Neural Network from Scratch in C (XOR Problem)

This project is a comprehensive, academic-level implementation of a feedforward neural network, written entirely in pure C with no external machine learning libraries. Its primary goal is to serve as an educational tool, clearly demonstrating the foundational concepts of neural networks from first principles. By building everything from scratch—from memory management to the learning algorithm—this repository provides a deep, practical understanding of forward propagation, backpropagation, and gradient descent. The network is trained to solve the classic XOR problem, a non-linearly separable task that perfectly illustrates the power of multi-layer perceptrons.

✨ Core Features

Zero Dependencies: Built exclusively with the standard C library (stdio, stdlib, math.h, time.h), ensuring maximum portability and focus on the core algorithms.
Flexible, Dynamic Architecture: The network's topology (number of layers and neurons per layer) is defined at runtime, allowing for easy experimentation with different architectures without recompiling the code.
Multiple Activation Functions: Includes implementations for Sigmoid and ReLU (Rectified Linear Unit), along with their exact analytical derivatives required for precise gradient calculations during backpropagation.
Backpropagation from Scratch: The complete learning algorithm is implemented manually. This includes the calculation of error signals (deltas) and the application of the chain rule to propagate these signals backward through the network, providing deep insight into how a network truly learns.
Robust Memory Management: A pair of dedicated functions (create_network and release_network) handles all malloc and free calls, ensuring a clean and predictable memory footprint and preventing common issues like memory leaks.

🚀 Getting Started

To compile and run this project, you will need a standard C compiler (like GCC or Clang) installed on your system.
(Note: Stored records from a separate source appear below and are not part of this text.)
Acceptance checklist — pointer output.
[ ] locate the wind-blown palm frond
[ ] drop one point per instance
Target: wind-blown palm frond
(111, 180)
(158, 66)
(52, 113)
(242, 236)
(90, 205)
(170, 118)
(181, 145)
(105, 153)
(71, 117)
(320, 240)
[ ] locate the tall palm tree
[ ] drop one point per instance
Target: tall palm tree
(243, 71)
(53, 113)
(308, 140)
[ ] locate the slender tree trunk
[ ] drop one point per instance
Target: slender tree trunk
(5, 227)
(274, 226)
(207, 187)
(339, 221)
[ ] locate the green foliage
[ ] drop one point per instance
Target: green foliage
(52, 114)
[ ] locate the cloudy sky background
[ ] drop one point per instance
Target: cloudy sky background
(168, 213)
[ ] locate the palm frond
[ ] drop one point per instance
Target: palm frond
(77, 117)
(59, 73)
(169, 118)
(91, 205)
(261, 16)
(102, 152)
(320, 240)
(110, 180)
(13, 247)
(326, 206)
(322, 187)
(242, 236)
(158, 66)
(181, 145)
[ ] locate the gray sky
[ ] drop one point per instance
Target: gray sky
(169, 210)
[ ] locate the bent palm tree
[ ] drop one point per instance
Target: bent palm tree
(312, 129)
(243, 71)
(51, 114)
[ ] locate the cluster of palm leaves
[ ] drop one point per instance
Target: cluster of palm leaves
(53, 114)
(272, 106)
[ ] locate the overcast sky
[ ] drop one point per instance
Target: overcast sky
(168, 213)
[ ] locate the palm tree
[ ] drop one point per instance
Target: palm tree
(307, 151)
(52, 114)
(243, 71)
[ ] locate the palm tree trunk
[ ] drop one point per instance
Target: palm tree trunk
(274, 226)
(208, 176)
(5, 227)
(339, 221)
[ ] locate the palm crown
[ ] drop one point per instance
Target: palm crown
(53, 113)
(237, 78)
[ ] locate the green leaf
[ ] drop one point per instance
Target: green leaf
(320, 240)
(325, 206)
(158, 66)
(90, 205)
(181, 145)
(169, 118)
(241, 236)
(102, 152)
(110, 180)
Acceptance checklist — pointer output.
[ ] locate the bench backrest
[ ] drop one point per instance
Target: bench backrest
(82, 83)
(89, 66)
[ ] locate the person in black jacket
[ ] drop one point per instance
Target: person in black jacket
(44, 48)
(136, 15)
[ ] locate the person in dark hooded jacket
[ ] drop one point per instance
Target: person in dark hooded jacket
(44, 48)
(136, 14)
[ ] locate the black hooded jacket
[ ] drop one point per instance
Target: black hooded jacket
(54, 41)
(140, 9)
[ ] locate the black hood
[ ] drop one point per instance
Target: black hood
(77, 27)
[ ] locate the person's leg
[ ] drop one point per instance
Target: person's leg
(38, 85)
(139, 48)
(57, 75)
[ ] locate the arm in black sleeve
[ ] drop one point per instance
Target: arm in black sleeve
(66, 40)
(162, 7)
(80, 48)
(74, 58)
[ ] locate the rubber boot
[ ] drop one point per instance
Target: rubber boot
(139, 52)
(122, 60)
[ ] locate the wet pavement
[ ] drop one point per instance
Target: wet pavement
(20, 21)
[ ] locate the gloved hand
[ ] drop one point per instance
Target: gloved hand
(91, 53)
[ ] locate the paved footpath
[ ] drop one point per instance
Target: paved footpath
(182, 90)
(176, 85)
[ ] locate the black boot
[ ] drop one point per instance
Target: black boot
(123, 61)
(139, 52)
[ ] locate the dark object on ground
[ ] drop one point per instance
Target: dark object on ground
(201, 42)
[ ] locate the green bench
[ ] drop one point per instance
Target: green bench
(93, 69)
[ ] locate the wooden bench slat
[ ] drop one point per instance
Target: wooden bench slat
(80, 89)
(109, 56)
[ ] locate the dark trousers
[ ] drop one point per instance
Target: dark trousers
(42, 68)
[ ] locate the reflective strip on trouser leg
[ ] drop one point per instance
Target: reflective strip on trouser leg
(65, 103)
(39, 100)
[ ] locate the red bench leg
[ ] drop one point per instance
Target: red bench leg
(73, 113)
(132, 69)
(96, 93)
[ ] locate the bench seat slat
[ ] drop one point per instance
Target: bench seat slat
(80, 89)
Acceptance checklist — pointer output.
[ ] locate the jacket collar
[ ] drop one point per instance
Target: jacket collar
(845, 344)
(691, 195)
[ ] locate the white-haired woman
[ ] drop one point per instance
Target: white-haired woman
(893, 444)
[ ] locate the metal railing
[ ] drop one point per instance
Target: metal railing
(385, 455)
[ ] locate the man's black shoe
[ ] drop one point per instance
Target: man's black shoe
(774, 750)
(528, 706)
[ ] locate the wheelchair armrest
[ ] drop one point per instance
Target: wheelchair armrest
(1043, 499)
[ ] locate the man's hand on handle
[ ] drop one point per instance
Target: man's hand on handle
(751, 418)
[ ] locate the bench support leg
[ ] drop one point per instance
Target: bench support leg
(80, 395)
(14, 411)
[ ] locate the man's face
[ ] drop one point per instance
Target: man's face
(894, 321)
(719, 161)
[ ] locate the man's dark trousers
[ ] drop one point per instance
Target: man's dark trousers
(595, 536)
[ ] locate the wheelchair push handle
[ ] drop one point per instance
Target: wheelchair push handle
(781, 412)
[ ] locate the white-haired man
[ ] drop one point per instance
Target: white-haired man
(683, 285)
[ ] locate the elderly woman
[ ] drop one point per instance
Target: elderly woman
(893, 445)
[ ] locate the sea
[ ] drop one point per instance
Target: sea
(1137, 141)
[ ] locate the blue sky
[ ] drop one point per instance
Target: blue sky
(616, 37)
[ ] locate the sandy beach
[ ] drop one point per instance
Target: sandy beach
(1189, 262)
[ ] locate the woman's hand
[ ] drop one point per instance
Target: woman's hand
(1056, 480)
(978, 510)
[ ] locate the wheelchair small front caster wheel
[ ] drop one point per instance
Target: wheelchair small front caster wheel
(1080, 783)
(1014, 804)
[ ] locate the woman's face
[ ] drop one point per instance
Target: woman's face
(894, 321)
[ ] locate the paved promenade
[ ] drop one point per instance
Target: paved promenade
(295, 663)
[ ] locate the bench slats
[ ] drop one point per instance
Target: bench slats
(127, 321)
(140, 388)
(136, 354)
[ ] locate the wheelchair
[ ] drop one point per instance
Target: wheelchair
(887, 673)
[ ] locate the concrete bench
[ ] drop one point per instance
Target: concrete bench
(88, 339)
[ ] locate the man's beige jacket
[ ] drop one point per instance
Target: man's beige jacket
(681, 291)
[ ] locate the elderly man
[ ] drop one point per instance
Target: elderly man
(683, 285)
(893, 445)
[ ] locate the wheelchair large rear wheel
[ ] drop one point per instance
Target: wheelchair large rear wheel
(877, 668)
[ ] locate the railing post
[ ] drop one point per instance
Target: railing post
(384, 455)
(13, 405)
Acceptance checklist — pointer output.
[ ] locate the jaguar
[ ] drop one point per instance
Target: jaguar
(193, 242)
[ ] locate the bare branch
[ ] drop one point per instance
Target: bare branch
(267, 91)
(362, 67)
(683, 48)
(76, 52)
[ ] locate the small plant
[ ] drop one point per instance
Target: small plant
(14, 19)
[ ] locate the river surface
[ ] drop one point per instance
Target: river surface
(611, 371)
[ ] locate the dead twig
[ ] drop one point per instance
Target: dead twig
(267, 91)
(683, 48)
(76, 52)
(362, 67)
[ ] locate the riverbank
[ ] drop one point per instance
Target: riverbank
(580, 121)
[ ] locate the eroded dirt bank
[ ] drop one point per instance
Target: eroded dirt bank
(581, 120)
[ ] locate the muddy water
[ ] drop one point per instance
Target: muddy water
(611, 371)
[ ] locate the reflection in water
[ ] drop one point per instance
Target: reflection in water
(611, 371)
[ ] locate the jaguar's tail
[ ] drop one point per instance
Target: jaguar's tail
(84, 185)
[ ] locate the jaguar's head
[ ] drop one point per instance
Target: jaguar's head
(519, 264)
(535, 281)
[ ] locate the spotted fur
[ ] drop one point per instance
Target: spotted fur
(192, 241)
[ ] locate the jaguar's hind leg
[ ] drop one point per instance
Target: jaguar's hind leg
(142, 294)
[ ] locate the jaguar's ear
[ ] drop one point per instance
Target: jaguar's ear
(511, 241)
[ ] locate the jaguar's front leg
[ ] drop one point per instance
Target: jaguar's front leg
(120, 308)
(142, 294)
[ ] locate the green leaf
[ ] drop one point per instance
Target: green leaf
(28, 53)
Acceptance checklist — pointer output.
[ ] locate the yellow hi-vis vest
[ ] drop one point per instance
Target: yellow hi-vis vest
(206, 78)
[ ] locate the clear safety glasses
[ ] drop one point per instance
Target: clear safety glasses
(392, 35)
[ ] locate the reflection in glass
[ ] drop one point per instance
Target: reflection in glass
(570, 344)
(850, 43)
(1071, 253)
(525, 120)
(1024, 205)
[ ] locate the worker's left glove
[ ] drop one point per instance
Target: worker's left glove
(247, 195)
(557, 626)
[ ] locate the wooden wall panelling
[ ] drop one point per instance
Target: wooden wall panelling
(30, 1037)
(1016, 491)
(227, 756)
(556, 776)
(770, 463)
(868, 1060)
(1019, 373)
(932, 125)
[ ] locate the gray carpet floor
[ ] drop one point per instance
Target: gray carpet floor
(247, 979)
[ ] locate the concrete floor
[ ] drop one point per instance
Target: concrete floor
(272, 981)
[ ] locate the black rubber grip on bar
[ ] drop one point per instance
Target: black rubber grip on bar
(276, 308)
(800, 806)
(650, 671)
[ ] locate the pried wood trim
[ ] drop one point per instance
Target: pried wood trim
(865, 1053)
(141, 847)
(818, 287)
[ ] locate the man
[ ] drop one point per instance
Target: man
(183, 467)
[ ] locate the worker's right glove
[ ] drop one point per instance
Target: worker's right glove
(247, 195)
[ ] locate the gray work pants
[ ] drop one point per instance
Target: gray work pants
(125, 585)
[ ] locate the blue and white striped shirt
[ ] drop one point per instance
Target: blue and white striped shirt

The code is platform-independent and should work on any major operating system.

Clone the repository:

git clone https://github.com/oEmanuelFirmino/neural-network-in-c

Navigate to the project directory:
```
cd neural-network-in-c
```
Compile the code: Use the following command to compile the main.c source file. The -lm flag is crucial for linking the math library, which provides the exp() and pow() functions used in the Sigmoid activation and error calculation, respectively.
```
gcc main.c -o neural_network -lm
```
Run the executable:
```
./neural_network
```

➡ Expected Output

When you run the program, you will observe the training process in real-time, with the average error reported every 1000 epochs. This allows you to monitor the network's convergence. Once training is complete, the final section will show the network's predictions for each XOR input, demonstrating its learned capability.

Starting training...
Epoch 1000/10000, Error=0.252084
Epoch 2000/10000, Error=0.248661
Epoch 3000/10000, Error=0.187219
...
Epoch 10000/10000, Error=0.000392
Training complete.

Testing the trained network:
Input: [0.0, 0.0] -> Prediction: 0.009384 (Expected: 0.0)
Input: [0.0, 1.0] -> Prediction: 0.982276 (Expected: 1.0)
Input: [1.0, 0.0] -> Prediction: 0.982361 (Expected: 1.0)
Input: [1.0, 1.0] -> Prediction: 0.023277 (Expected: 0.0)

Resources freed.

🛠️ Code Architecture Explained

The code is structured modularly to promote clarity and maintainability. It separates the network's static definition (data structures), its lifecycle management (creation/deletion), and its dynamic operations (propagation/training).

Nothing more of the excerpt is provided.